Mencintaimu tak sesederhana api yang membakar kayu menjadi debu,
Mencintaimu tak sesederhana angin yang menerbangkan debu sambil berlalu,
Aku mencintaimu tak sesederhana seperti hati yang mudah melekat hanya karena lagu,
Oleh karena itu tak sederhana pula aku melupakanmu, sebab jejakmu terlanjur membekas dihatiku
Sebuah puisi pada lembar kertas yang kian menguning, yang tengah mengusang termakan usia.

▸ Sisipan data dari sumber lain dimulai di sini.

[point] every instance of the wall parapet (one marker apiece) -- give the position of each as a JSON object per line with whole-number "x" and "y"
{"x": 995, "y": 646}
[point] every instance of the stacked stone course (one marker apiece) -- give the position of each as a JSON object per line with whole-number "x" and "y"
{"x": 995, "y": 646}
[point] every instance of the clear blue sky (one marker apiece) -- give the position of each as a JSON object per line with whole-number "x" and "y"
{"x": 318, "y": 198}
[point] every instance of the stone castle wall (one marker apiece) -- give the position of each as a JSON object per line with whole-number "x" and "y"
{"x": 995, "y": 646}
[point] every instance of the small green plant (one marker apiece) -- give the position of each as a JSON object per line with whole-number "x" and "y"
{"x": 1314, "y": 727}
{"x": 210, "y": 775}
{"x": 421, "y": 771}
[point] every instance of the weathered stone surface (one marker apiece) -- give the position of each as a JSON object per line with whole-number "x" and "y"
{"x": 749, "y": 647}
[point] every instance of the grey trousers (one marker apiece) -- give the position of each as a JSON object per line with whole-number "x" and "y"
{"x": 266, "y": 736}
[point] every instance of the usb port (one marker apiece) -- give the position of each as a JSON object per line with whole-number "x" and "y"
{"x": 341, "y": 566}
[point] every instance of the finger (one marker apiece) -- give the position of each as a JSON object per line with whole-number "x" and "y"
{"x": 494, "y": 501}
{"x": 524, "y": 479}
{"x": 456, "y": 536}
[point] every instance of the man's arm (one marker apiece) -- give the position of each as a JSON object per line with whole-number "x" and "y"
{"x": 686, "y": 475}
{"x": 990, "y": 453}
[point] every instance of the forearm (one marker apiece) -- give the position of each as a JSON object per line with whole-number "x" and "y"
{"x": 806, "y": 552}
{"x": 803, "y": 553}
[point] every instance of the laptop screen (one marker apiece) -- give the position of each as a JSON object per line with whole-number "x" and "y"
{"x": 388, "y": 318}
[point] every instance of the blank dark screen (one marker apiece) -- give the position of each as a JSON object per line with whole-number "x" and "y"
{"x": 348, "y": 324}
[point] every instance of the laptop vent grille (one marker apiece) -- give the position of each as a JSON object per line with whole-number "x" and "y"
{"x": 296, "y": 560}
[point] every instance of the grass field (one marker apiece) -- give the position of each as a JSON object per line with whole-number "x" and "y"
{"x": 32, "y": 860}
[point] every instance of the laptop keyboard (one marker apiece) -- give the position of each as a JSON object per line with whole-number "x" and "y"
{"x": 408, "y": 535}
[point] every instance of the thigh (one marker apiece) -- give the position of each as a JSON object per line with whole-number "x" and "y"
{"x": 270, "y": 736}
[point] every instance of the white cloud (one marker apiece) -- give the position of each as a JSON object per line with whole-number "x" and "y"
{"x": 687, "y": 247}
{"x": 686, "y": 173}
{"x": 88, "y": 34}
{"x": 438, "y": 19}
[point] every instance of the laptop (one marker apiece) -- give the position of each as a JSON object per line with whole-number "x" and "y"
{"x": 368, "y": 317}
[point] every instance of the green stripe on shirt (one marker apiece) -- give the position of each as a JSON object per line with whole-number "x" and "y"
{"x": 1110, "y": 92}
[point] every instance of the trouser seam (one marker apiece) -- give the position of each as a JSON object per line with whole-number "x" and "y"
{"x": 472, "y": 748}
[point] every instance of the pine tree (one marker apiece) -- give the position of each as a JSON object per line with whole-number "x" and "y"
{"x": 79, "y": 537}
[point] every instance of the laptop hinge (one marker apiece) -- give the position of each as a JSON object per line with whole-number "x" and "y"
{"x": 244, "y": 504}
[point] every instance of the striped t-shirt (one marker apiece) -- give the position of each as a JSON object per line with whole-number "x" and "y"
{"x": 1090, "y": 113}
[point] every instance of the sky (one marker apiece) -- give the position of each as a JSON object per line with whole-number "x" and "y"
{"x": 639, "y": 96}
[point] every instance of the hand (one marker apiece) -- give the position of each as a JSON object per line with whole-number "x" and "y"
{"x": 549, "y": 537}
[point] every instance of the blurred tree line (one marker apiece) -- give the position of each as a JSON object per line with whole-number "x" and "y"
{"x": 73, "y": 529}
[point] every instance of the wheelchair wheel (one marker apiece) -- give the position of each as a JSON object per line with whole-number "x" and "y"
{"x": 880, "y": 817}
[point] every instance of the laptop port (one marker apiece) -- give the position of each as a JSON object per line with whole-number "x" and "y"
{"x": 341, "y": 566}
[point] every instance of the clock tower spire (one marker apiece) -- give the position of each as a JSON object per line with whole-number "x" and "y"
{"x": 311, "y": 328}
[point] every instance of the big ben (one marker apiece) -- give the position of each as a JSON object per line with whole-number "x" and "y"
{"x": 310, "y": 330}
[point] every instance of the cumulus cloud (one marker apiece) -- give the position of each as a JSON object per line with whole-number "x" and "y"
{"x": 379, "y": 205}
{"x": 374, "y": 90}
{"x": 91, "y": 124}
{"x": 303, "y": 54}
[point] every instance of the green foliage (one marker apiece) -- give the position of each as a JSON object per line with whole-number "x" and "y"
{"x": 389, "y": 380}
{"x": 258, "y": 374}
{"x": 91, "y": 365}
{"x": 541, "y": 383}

Kertas yang telah terabaikan 2 tahun terakhir diantara halaman buku tua yang lama tak ku jamah. Kata-kata terakhir yang ku terima sebagai pernyataan akhir dari dua orang yang saling meniadakan pada akhirnya.
Bukan maksudku sengaja mengabaikannya. Tapi tak semudah itu membaca isi dan maknanya, yang bisa jadi membuatku tak ingin pergi dan menetap kembali pada hati yang sama.
Selang waktu berlalu, nyatanya hatiku masih bergetar membacanya. Guratan tulisan tangannya membuatku hatiku teriris dan kian menggetar. Karena bagiku, menghapus kenangan tentangnya tak sesederhana ombak membasuh guratan kata pada pantai.
Entah bagaimana kabarnya kini. Apakah kini ia telah menemukan pelabuhan untuk bersandar dan menetap? Ataukah sepertiku yang masih terombang-ambing dilaut lepas tanpa tepian pada batas pandang?
Sungguh tak perlu tahu aku keduanya. Karena hanya dua kemungkinan jika aku tahu, aku sakit karena ia telah menyederhanakan hingga kebilangan nol bagi kisahku atau aku hanya merumitkan harapan yang dapat berakhir pada kekecewaan.